THE BRONX — Long-delayed plans to build a pedestrian bridge between the South Bronx and Randall's Island got the green light last month, after the city reached a deal with a developer that controls the Bronx site.

The Randall's Island Connector will be a quarter-mile, landscaped pathway for pedestrians and bicyclists, reaching over a stretch of water known as the Bronx Kill.  It will connect a railyard in Port Morris with 400 scenic acres of Randall's Island, officials said.

The New York City Economic Development Corp. had long been sought an easement from Harlem River Yard Ventures, which leases the Bronx site from the state, which is needed in order to start construction on the project.

The Connector was first proposed in 2006 and is just one compenent of the South Bronx Greenway, a larger project meant to increase waterfront access for residents in the Bronx via public parks and pathways.

An EDC spokesman confirmed that an agreement was reached with Harlem River Yard Ventures last month. Bronx newspaper, Mott Haven Herald, reported the deal on Monday. According to the EDC, ground should break on the Connector project in 2013.

Anthony Riccio, senior vice president for Harlem River Yard Ventures, said the group has always been supportive of the Connector plan.

"I've been working on this for almost three and a half years," Riccio said. "It takes that long. Good things don’t come easy."

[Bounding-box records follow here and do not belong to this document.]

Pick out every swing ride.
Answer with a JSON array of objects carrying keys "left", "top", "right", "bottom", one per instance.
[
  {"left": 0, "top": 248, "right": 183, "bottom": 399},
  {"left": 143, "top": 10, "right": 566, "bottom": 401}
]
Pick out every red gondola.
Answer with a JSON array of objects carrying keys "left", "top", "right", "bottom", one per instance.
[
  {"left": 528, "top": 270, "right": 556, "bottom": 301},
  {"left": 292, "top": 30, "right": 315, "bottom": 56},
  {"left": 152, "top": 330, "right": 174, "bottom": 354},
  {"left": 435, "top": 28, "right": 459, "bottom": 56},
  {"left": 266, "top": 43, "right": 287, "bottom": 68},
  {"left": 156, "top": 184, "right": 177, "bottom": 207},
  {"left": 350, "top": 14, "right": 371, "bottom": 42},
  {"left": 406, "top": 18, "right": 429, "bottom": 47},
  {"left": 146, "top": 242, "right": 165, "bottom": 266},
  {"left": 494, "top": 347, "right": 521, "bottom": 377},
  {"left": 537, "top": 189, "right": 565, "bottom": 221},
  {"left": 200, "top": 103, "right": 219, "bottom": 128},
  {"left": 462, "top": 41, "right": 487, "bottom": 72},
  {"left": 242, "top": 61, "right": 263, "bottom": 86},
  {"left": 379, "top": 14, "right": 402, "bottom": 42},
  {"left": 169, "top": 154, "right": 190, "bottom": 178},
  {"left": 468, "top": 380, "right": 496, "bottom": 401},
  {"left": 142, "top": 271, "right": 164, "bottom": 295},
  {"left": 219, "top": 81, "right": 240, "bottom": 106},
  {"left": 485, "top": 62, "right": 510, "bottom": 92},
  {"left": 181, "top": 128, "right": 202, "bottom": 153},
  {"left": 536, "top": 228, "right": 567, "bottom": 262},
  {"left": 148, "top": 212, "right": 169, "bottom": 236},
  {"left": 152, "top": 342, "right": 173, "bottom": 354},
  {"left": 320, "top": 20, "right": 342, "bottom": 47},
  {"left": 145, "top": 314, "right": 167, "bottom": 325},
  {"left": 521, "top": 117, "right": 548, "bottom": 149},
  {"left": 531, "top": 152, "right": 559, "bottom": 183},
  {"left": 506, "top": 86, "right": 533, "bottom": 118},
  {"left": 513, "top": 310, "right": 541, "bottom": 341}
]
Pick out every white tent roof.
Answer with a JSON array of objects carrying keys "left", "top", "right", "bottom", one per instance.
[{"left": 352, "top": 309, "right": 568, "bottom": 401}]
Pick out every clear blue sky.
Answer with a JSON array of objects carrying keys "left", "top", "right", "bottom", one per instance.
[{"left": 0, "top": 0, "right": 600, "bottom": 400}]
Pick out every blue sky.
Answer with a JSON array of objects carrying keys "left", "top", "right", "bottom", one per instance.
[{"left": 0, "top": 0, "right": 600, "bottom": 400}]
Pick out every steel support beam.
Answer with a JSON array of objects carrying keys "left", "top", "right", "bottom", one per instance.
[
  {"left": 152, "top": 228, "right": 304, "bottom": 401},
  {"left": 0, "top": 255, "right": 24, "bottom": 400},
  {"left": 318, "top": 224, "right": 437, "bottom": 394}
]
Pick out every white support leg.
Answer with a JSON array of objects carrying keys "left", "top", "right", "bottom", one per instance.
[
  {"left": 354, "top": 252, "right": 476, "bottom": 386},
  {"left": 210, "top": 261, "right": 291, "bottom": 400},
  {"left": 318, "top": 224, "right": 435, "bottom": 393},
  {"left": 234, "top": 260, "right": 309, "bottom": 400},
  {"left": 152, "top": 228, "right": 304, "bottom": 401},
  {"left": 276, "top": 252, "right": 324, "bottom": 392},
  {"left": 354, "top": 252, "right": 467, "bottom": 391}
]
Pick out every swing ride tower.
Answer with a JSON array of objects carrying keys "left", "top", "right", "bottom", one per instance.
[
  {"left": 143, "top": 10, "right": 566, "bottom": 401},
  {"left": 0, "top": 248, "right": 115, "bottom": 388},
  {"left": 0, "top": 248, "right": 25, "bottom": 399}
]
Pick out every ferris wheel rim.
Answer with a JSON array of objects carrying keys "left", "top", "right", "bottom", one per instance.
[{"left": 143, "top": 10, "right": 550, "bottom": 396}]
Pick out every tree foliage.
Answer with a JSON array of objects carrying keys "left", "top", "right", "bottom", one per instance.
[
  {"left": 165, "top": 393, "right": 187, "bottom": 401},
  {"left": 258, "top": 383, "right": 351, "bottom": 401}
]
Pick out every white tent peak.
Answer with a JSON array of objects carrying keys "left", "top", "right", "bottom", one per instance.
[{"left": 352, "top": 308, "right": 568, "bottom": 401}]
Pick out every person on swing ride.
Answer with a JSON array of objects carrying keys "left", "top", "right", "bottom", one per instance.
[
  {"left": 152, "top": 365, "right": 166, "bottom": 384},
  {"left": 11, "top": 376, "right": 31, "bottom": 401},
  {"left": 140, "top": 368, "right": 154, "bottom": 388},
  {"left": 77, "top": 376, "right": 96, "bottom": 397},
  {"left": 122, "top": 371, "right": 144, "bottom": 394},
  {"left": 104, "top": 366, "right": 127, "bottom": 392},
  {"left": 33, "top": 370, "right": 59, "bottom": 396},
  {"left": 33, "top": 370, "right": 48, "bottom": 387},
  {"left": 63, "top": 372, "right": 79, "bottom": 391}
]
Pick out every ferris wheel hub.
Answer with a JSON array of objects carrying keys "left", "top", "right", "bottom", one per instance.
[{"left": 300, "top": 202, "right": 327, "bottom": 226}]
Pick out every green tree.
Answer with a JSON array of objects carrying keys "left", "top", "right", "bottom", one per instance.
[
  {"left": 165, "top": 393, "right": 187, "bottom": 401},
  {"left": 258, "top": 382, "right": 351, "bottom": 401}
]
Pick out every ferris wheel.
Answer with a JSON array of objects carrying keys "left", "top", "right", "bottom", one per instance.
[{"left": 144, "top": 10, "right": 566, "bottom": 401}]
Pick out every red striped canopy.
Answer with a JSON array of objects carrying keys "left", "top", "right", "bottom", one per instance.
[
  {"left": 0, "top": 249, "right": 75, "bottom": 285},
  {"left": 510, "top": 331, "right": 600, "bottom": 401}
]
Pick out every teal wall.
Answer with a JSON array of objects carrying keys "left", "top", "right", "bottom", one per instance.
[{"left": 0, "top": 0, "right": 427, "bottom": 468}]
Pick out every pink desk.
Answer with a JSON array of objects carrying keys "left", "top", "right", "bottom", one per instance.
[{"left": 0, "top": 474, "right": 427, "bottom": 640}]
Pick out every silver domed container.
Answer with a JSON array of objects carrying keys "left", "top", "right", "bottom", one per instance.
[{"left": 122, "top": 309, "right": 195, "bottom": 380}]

Riccio declined to comment on specific details of the agreement.

"We worked out the economics of it," he said. "It satisfied the city and it satisfied us."

Harlem River Yard Ventures, a subsidary of the Albany-based developer Galesi Group, leases the portion of Port Morris railyard from the State Department of Transportation. It's the same land where the company FreshDirect plans to build its new headquarters, a project that's been blasted by Bronx advocacy groups who worry that the move will increase air pollution. 

Both the EDC and Harlem River Yards said the FreshDirect project will have no effect on plans for the South Bronx Greenway, including the Randall's Island Connector bridge.

“We look forward to continued progress on all of the South Bronx Greenway initiatives which will vastly improve outdoor recreational opportunities for residents of the South Bronx,” EDC spokesman Kyle Sklerov said in a statement.